È l’11 luglio e fra tre settimane esatte ricorrerà il primo anniversario dalla tragica mattina in cui Mazzega, allora 35enne e residente a Spilimbergo, si presentò alla Polstrada di Palmanova con il corpo senza vita della giovane steso sul lato passeggeri della sua Yaris. L’aveva soffocata in quella stessa auto, attorno alle 22 della sera prima (il 31 luglio), a due passi da casa, e poi aveva vagato senza meta per quasi undici ore – forse, hanno ipotizzato gli inquirenti, per scappare in Slovenia -, prima di costituirsi.

Il dispositivo accoglie in toto ricostruzione e richieste del pm Letizia Puppa. La giovane fu uccisa con l’aggravante degli abietti o futili motivi. «Per dare sfogo alla volontà punitiva nei confronti della vittima», recita il capo d’imputazione. La pena – trattandosi di processo celebrato con rito abbreviato – va calcolata allora partendo dalla sanzione massima dell’ergastolo e ridotta di un terzo.

Altro il giudice non concede: niente attenuanti generiche, diversamente da quanto sollecitato dai difensori, avvocati Federico Carnelutti e Annaleda Galluzzo, e quindi nessun ulteriore sconto.

La condanna contempla invece l’interdizione in perpetuo dell’imputato dai pubblici uffici e il risarcimento dei danni alle parti civili. Spetterà al giudice civile stabilirne l’entità, fermi restando i 200 mila euro riconosciuti intanto a titolo di provvisionale immediatamente esecutiva a ciascuno dei genitori, Andrea Orlando e Antonella Zuccolo, e i 100 mila euro per il fratello Paolo, tutti assistiti dall’avvocato Fabio Gasparini.

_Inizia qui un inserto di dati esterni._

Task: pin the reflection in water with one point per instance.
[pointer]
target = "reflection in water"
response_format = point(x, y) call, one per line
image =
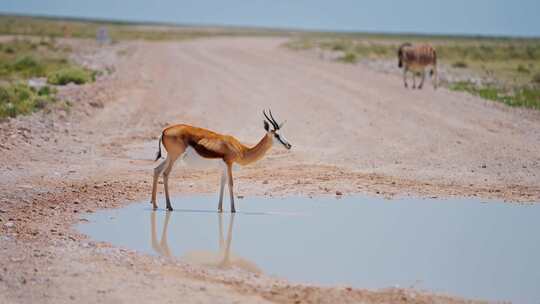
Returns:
point(223, 259)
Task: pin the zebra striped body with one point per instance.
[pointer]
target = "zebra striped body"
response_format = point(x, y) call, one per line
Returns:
point(416, 59)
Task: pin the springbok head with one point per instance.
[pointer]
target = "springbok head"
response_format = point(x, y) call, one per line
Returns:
point(400, 53)
point(275, 130)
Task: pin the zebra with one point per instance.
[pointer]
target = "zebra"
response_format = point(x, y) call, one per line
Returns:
point(416, 59)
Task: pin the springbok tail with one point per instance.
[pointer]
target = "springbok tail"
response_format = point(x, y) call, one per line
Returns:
point(158, 154)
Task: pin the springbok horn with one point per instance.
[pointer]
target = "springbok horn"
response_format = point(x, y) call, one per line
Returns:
point(272, 116)
point(269, 120)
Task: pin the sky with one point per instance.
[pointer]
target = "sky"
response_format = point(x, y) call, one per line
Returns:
point(474, 17)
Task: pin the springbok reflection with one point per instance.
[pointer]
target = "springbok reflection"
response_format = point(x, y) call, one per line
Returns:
point(222, 259)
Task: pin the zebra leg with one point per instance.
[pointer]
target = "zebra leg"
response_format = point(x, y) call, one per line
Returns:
point(405, 77)
point(435, 78)
point(422, 81)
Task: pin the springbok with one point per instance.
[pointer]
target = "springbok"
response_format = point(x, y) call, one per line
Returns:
point(416, 59)
point(176, 139)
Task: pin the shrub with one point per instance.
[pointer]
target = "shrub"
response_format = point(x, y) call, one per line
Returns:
point(522, 69)
point(72, 74)
point(349, 58)
point(459, 64)
point(536, 78)
point(17, 99)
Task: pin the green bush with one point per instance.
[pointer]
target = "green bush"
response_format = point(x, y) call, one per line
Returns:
point(522, 69)
point(17, 99)
point(459, 64)
point(72, 74)
point(536, 78)
point(349, 57)
point(528, 97)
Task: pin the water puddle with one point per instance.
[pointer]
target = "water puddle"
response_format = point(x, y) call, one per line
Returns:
point(459, 247)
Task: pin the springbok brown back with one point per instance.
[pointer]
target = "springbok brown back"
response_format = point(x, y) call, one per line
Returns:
point(416, 59)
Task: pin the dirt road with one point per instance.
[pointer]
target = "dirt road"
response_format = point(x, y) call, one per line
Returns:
point(353, 130)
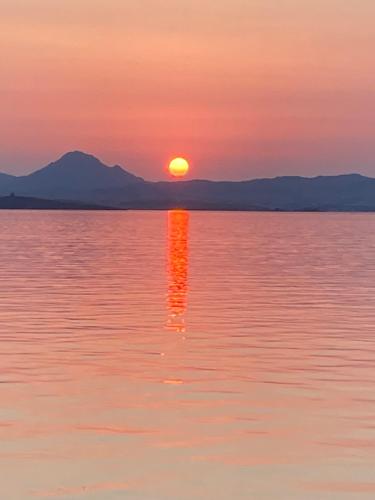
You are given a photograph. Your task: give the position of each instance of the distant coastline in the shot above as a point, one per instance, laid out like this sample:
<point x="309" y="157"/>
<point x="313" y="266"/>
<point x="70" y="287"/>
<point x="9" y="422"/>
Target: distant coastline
<point x="13" y="202"/>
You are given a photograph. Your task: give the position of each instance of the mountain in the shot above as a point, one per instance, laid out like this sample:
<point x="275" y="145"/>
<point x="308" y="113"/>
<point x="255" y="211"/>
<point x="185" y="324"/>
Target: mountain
<point x="75" y="175"/>
<point x="82" y="177"/>
<point x="325" y="193"/>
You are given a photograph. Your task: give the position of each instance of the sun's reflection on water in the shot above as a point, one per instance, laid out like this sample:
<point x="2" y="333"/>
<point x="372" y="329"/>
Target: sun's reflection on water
<point x="178" y="261"/>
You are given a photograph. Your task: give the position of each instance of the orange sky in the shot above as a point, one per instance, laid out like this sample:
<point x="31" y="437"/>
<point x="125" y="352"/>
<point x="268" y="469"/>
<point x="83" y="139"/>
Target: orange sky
<point x="244" y="88"/>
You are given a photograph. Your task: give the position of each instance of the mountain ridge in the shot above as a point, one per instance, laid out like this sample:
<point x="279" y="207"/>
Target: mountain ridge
<point x="79" y="176"/>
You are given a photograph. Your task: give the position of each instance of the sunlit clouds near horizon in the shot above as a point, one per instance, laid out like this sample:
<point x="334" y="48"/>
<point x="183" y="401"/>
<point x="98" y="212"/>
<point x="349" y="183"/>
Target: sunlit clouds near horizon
<point x="243" y="88"/>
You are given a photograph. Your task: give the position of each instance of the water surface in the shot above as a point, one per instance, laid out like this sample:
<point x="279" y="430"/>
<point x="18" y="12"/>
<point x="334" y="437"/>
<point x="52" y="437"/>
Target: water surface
<point x="157" y="356"/>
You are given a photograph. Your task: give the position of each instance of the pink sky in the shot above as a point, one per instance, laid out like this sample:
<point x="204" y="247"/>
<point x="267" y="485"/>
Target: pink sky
<point x="243" y="88"/>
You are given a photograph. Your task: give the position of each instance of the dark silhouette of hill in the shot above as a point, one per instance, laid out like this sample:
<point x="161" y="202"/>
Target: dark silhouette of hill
<point x="13" y="202"/>
<point x="75" y="175"/>
<point x="82" y="177"/>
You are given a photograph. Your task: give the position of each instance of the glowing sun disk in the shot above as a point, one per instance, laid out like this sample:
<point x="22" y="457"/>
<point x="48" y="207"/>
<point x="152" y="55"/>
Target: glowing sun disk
<point x="178" y="167"/>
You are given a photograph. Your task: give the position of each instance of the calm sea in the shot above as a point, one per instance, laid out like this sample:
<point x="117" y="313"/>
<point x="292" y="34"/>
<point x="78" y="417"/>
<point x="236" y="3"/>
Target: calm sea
<point x="183" y="356"/>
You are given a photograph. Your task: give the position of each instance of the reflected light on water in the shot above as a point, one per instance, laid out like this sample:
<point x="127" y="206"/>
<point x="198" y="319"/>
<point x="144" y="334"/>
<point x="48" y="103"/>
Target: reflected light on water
<point x="178" y="260"/>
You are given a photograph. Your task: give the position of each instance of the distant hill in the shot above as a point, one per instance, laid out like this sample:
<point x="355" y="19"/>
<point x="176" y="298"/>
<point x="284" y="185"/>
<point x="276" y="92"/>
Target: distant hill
<point x="75" y="175"/>
<point x="82" y="177"/>
<point x="13" y="202"/>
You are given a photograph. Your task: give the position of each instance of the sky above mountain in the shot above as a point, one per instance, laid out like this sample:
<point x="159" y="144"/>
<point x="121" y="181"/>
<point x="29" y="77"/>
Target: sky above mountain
<point x="242" y="88"/>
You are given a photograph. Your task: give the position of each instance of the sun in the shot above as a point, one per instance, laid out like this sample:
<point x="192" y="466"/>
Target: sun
<point x="178" y="167"/>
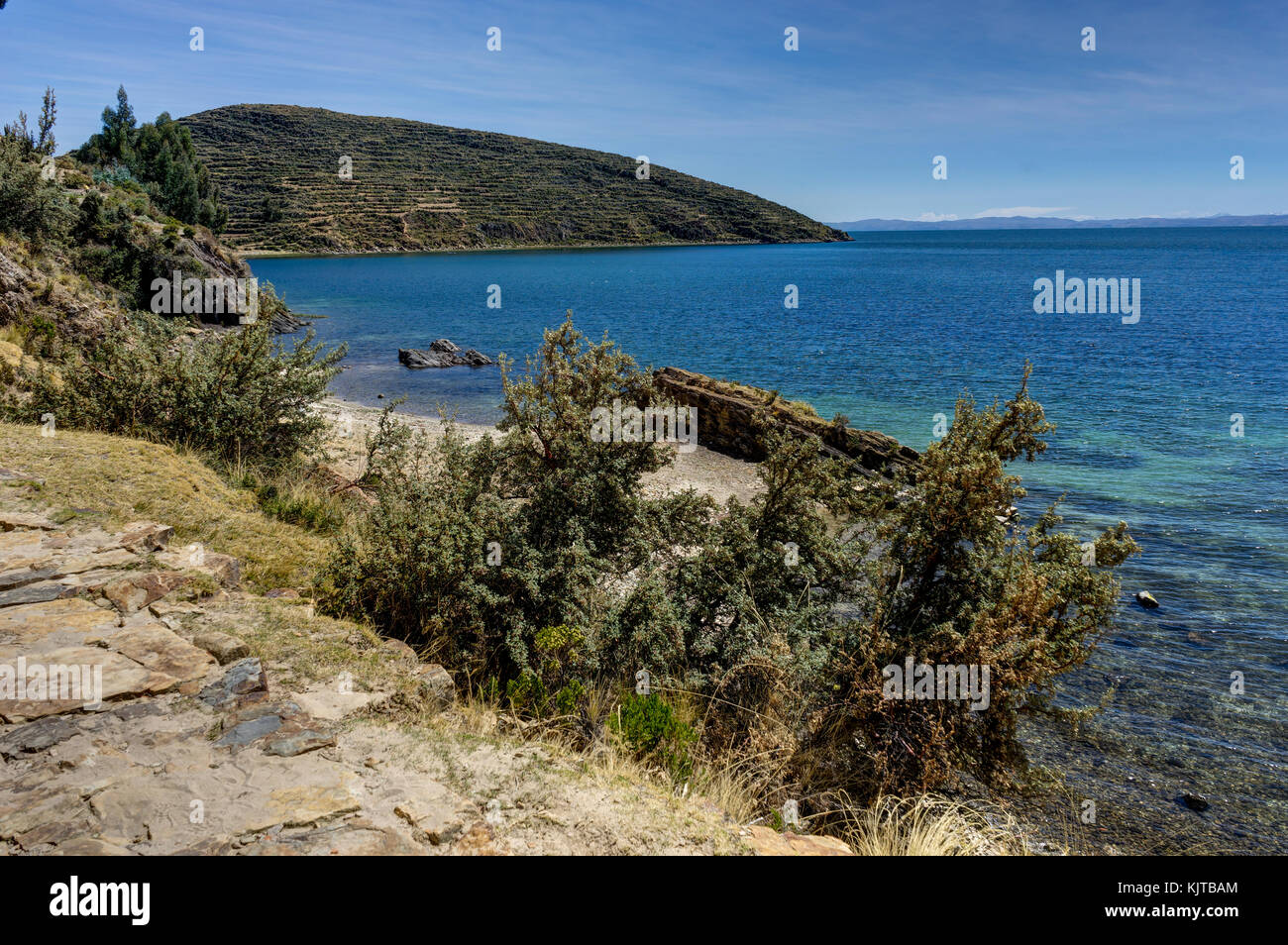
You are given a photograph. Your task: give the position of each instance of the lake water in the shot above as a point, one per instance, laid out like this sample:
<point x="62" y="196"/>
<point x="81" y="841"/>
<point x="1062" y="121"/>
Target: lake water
<point x="889" y="330"/>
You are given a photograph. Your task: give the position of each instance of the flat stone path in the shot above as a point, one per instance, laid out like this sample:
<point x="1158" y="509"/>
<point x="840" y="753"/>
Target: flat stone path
<point x="119" y="734"/>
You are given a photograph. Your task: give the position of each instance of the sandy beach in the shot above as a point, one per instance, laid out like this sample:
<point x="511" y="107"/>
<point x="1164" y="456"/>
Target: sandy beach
<point x="713" y="473"/>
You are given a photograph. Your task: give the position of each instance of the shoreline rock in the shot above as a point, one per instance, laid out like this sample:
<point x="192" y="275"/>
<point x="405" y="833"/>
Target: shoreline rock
<point x="733" y="419"/>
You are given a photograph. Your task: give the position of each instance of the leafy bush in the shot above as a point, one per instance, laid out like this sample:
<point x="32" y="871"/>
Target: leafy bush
<point x="960" y="580"/>
<point x="30" y="206"/>
<point x="159" y="156"/>
<point x="649" y="729"/>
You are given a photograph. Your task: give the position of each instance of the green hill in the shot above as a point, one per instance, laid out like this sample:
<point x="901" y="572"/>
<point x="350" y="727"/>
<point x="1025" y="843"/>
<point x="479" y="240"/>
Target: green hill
<point x="416" y="187"/>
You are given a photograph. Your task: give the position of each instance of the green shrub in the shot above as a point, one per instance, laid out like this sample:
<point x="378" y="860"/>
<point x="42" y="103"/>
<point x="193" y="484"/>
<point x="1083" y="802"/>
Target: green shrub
<point x="239" y="395"/>
<point x="30" y="206"/>
<point x="649" y="729"/>
<point x="778" y="615"/>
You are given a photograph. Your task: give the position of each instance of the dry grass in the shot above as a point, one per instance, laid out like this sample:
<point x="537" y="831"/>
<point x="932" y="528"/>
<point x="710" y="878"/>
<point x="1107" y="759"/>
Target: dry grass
<point x="927" y="825"/>
<point x="110" y="480"/>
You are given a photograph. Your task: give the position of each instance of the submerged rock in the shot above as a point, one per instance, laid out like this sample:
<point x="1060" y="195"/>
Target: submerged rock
<point x="1146" y="600"/>
<point x="442" y="353"/>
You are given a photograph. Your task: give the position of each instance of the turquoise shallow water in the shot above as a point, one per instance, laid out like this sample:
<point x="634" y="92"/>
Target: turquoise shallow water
<point x="890" y="329"/>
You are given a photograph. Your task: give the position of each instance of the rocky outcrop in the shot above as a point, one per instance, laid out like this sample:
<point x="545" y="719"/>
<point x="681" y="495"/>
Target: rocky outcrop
<point x="442" y="353"/>
<point x="735" y="419"/>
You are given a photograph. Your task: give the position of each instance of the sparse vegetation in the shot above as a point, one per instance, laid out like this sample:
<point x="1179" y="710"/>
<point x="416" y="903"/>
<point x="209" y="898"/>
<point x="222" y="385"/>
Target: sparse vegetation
<point x="449" y="187"/>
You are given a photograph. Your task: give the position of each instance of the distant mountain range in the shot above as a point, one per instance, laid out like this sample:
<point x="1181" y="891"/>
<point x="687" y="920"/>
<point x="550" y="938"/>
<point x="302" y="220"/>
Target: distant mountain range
<point x="312" y="180"/>
<point x="1063" y="223"/>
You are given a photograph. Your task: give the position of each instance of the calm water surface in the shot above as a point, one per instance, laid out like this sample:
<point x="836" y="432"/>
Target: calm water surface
<point x="889" y="331"/>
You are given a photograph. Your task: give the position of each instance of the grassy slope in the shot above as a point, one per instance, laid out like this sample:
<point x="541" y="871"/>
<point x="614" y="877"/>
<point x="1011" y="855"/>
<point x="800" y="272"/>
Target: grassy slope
<point x="111" y="480"/>
<point x="419" y="185"/>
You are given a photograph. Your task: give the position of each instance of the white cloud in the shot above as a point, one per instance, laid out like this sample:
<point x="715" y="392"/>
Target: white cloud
<point x="1022" y="211"/>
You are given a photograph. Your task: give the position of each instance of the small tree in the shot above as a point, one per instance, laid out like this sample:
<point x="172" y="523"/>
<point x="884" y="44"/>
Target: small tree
<point x="958" y="579"/>
<point x="46" y="145"/>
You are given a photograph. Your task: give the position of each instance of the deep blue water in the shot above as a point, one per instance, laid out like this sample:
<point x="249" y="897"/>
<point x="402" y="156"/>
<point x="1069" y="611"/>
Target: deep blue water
<point x="889" y="331"/>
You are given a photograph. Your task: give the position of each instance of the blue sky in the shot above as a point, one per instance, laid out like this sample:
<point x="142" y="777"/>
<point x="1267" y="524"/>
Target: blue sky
<point x="842" y="129"/>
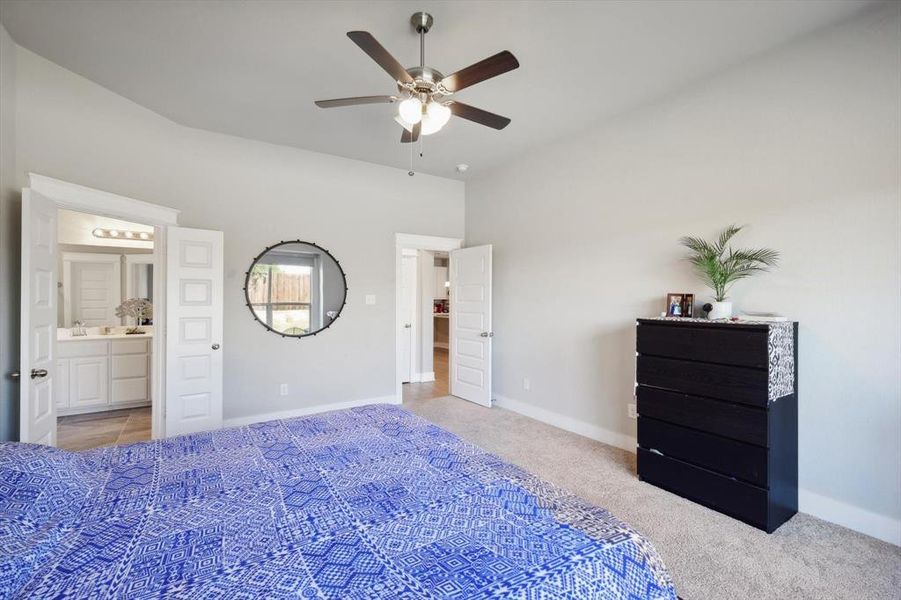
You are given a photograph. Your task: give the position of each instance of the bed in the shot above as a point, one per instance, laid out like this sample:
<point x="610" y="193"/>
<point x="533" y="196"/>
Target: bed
<point x="371" y="502"/>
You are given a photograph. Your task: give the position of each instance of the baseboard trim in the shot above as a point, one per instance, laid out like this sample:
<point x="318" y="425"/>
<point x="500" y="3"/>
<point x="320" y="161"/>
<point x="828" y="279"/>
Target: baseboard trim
<point x="307" y="410"/>
<point x="611" y="438"/>
<point x="853" y="517"/>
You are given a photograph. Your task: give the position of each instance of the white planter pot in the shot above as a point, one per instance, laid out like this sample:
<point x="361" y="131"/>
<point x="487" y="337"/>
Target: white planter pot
<point x="721" y="310"/>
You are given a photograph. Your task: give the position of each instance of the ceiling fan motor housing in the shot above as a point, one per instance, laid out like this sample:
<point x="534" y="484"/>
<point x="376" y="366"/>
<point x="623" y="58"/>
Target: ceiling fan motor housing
<point x="422" y="22"/>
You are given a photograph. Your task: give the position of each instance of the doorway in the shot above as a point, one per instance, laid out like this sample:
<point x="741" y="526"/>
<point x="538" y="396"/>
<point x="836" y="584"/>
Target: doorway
<point x="105" y="295"/>
<point x="114" y="368"/>
<point x="423" y="316"/>
<point x="438" y="282"/>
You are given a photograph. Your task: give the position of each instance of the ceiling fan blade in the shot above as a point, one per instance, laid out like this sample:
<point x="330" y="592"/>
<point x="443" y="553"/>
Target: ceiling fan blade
<point x="354" y="101"/>
<point x="492" y="66"/>
<point x="377" y="52"/>
<point x="477" y="115"/>
<point x="411" y="136"/>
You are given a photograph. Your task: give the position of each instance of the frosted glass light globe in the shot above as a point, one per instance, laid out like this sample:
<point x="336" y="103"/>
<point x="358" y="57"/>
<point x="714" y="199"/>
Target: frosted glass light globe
<point x="410" y="110"/>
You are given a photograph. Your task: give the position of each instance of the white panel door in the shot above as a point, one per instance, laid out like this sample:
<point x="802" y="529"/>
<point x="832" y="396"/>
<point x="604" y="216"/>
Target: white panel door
<point x="470" y="324"/>
<point x="407" y="306"/>
<point x="37" y="410"/>
<point x="193" y="330"/>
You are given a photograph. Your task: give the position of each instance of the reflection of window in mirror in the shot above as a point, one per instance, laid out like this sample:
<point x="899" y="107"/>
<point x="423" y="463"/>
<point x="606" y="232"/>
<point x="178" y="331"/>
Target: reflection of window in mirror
<point x="285" y="292"/>
<point x="295" y="288"/>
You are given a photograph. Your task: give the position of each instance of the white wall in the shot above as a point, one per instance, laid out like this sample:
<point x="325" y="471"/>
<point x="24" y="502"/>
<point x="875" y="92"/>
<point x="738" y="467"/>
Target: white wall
<point x="9" y="241"/>
<point x="802" y="145"/>
<point x="258" y="194"/>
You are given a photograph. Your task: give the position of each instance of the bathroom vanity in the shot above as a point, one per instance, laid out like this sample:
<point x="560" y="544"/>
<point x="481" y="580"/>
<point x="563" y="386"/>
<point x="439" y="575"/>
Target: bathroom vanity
<point x="99" y="372"/>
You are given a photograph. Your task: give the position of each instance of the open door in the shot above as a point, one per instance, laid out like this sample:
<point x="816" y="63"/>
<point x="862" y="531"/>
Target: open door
<point x="194" y="288"/>
<point x="470" y="354"/>
<point x="37" y="412"/>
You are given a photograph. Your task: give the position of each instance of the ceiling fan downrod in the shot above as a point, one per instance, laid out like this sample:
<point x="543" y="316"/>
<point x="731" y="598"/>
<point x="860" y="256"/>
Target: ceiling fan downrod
<point x="422" y="22"/>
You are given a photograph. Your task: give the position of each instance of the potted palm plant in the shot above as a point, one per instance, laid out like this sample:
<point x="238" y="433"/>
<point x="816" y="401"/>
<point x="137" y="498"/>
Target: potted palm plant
<point x="720" y="265"/>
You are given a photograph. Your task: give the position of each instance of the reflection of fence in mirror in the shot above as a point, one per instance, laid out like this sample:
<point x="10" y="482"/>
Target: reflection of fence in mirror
<point x="280" y="295"/>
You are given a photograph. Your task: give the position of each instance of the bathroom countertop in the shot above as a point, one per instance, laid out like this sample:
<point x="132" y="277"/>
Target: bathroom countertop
<point x="97" y="336"/>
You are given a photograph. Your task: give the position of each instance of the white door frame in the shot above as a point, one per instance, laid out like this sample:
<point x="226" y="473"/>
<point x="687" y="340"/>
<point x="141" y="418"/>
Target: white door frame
<point x="412" y="241"/>
<point x="76" y="197"/>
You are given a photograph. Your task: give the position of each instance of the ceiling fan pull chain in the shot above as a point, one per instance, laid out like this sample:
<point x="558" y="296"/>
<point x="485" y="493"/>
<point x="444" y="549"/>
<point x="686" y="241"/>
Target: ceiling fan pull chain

Nessun rinvio in separata sede, invece, per la liquidazione delle altre due parti civili, il Comune di Dignano, rappresentato dall’avvocato Cristina Bertolano, e l’associazione “Voce donna” onlus di Pordenone, con l’avvocato Alessandra Marchi, che avevano chiesto la somma simbolica di un euro. Presente in aula anche l’avvocato Elda Massari, legale della Regione, ammessa al processo, ma con facoltà limitata all’«intervento ad adiuvandum».Completo scuro e camicia azzurra, Mazzega ieri non ha proferito parola. Lo aveva fatto nell’udienza del 3 luglio, dopo la requisitoria del pm, attraverso le dichiarazioni spontanee rese per esprimere «vergogna e dolore», confessare di essere afflitto da un «senso prepotente di pentimento» e definirsi «un uomo fallito».

Fuori dall’aula, ad attendere il verdetto e dimostrare, con la sua stessa presenza, il dolore che anche la famiglia di Mazzega sta provando, c’è una sua zia. Non si incontrano, naturalmente. L’imputato arriva e se ne va a bordo di un’auto della Polizia penitenziaria. Chiuso il processo, lo riportano a casa, nell’abitazione dei genitori, a Muzzana del Turgnano, dove il Riesame gli aveva concesso di trasferirsi, dopo meno di due mesi di carcere, agli arresti domiciliari con braccialetto elettronico. Ed è lì che continuerà a stare, sottoposto a custodia cautelare appunto, fino a quando la sentenza – che la difesa ha già annunciato di volere impugnare – non diverrà definitiva. Un anno ancora almeno, considerando i tempi della giustizia italiana e calcolando anche l’eventuale ulteriore passaggio in Cassazione.

Tutto tempo, va da sè, che a quel punto sarà calcolato come “presofferto”.